Validation of an AI model for pediatric myelin maturation age assessment and benefits for junior radiologists

Qiaoqiao Zou; Kexin Wang; Yaofeng Zhang; Zuqiang Xi; Zijian Cai; Xincheng Li; Xiaoying Wang

doi:10.1186/s12880-026-02198-2

Validation of an AI model for pediatric myelin maturation age assessment and benefits for junior radiologists

BMC Med Imaging. 2026 Feb 4;26(1):124. doi: 10.1186/s12880-026-02198-2.

Authors

Qiaoqiao Zou¹, Kexin Wang¹, Yaofeng Zhang², Zuqiang Xi², Zijian Cai³, Xincheng Li¹, Xiaoying Wang⁴

Affiliations

¹ Department of Radiology, Peking University First Hospital, No. 8 Xishiku St., Xicheng District, Beijing, 100034, China.
² Beijing Smart Tree Medical Technology Co., Ltd., Beijing, China.
³ Department of Radiology, Miyun District Maternal and Child Health Hospital, Beijing, China.
⁴ Department of Radiology, Peking University First Hospital, No. 8 Xishiku St., Xicheng District, Beijing, 100034, China. wangxiaoying@bjmu.edu.cn.

Abstract

BACKGROUND: Artificial intelligence (AI) demonstrates potential for estimating myelin maturation age from pediatric brain magnetic resonance imaging (MRI) scans.

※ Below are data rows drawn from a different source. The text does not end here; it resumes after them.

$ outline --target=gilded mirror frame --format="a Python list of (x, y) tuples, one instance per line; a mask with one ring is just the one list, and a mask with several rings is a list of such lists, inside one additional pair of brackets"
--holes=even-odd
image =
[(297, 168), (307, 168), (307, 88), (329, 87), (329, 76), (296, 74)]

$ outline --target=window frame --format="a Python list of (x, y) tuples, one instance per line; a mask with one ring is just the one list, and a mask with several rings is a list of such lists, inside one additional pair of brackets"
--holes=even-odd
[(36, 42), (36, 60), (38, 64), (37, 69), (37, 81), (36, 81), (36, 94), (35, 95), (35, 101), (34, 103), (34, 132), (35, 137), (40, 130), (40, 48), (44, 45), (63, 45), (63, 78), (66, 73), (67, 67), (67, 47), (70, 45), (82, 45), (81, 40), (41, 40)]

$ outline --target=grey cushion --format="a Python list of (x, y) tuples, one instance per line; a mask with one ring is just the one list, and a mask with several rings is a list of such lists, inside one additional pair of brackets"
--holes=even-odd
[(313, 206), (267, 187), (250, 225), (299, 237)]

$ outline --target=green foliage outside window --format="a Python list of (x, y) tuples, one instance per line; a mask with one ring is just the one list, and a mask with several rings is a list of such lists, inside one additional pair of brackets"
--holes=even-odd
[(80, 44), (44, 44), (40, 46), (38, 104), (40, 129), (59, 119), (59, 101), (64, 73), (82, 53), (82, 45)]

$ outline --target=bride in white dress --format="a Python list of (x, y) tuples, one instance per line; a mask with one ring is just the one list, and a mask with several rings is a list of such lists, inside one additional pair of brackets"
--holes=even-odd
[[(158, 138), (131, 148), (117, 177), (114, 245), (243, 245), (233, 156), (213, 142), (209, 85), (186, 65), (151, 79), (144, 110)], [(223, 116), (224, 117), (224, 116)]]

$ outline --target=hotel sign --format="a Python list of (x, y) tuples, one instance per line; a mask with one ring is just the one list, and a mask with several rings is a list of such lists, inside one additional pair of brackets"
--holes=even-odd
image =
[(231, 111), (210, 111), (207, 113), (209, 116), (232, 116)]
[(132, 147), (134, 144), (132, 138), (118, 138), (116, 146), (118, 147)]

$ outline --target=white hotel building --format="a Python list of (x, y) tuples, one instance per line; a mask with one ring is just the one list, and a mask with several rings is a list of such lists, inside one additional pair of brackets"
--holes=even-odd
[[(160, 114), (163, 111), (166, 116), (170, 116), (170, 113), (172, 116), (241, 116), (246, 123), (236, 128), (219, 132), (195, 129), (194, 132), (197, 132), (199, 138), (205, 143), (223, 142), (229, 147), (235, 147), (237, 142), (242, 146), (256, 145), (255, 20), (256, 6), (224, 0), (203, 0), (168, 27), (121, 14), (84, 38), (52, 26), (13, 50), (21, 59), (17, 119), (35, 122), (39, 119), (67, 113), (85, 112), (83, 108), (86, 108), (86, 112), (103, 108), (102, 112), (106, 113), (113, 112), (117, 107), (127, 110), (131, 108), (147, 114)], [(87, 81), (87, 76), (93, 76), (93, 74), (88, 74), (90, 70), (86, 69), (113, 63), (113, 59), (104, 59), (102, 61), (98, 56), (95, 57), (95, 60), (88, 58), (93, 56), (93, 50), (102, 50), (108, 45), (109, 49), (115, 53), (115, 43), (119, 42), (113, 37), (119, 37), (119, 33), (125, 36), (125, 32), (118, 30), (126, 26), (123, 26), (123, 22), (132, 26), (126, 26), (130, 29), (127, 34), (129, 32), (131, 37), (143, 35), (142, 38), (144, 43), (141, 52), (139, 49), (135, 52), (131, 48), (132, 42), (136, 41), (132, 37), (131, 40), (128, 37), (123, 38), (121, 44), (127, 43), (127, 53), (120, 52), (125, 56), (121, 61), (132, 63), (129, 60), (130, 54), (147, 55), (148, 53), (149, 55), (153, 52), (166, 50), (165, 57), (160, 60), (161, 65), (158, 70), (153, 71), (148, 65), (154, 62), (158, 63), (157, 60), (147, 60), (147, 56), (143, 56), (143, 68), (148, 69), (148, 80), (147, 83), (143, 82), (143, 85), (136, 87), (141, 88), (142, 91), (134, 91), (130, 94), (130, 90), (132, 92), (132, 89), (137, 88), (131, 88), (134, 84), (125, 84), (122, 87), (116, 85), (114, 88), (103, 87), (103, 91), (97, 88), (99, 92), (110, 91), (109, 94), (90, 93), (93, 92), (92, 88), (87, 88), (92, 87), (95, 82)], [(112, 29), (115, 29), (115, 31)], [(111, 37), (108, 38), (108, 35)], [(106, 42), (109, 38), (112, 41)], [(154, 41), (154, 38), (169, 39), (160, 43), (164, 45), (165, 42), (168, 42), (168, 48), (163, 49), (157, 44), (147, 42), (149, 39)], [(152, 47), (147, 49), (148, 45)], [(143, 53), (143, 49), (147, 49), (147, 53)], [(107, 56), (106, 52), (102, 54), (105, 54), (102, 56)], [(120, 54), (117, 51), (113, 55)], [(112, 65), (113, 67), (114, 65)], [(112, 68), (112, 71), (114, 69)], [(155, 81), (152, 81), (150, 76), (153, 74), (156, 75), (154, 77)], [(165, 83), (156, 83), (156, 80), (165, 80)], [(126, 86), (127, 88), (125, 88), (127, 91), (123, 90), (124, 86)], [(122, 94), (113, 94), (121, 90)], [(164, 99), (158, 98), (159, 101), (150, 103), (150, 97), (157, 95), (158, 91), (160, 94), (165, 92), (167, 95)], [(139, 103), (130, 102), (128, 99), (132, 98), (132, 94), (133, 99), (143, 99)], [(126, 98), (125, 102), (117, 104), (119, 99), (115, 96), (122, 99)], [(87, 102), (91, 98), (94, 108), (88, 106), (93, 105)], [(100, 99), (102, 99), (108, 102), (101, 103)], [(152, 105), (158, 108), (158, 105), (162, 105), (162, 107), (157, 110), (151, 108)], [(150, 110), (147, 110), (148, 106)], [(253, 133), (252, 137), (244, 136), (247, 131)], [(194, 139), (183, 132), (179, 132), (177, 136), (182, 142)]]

However, its generalizability across diverse clinical settings and performance in infants with delayed myelination remain unvalidated. Additionally, the utility of such AI models in assisting radiologist interpretation is unclear. This study aimed to validate an AI model for myelin maturation age prediction in our institution and compare the assessment performance of junior radiologists with and without AI assistance. MATERIALS AND METHODS: A pretrained convolutional-neural-network (CNN) model was tested on 817 brain MRI scans (0–12 months): 768 with normal myelination and 49 with documented delay. The ground truth of myelin-maturation age was set by consensus of two experienced pediatric neuroradiologists. Model performance was evaluated using mean absolute error (MAE) and Spearman’s correlation coefficient between ground-truth and AI-predicted age. For the utility study, three junior radiologists independently reviewed 147 consecutive cases in a crossover design (AI-assisted vs. unassisted), separated by a 4-week washout. MAE and reading time were compared with paired t-tests. RESULTS: The AI model achieved an MAE of 1.3 months (95%CI: 1.2, 1.4), demonstrating a strong positive correlation (Spearman’s r = 0.933, P < 0.001). There was no significant difference in MAE between the delayed myelination group (1.3 months, 95% CI: 1.0, 1.6) and the normal myelination group (1.3 months, 95% CI: 1.2, 1.4) (P = 0.978). Correlation strength differed significantly between groups (P < 0.001). When using AI assistance, junior radiologists significantly reduced their MAE from a baseline range of 0.5–0.8 months to 0.2 months (P < 0.001 for each radiologist) and decreased reading times from 53.8 to 65.2 s to 48.6–56.8 s (P < 0.001). CONCLUSIONS: The AI model was successfully validated at our institution, demonstrating accurate prediction of myelin maturation age, even in infants with delayed myelination. Furthermore, providing AI predictions significantly enhanced both the accuracy and efficiency of myelin maturation age assessments performed by junior radiologists. This supports the potential clinical utility of AI assistance in pediatric neuroimaging workflows.

Keywords: Artificial intelligence; Brain; Magnetic resonance imaging (MRI); Myelin maturation; Pediatrics.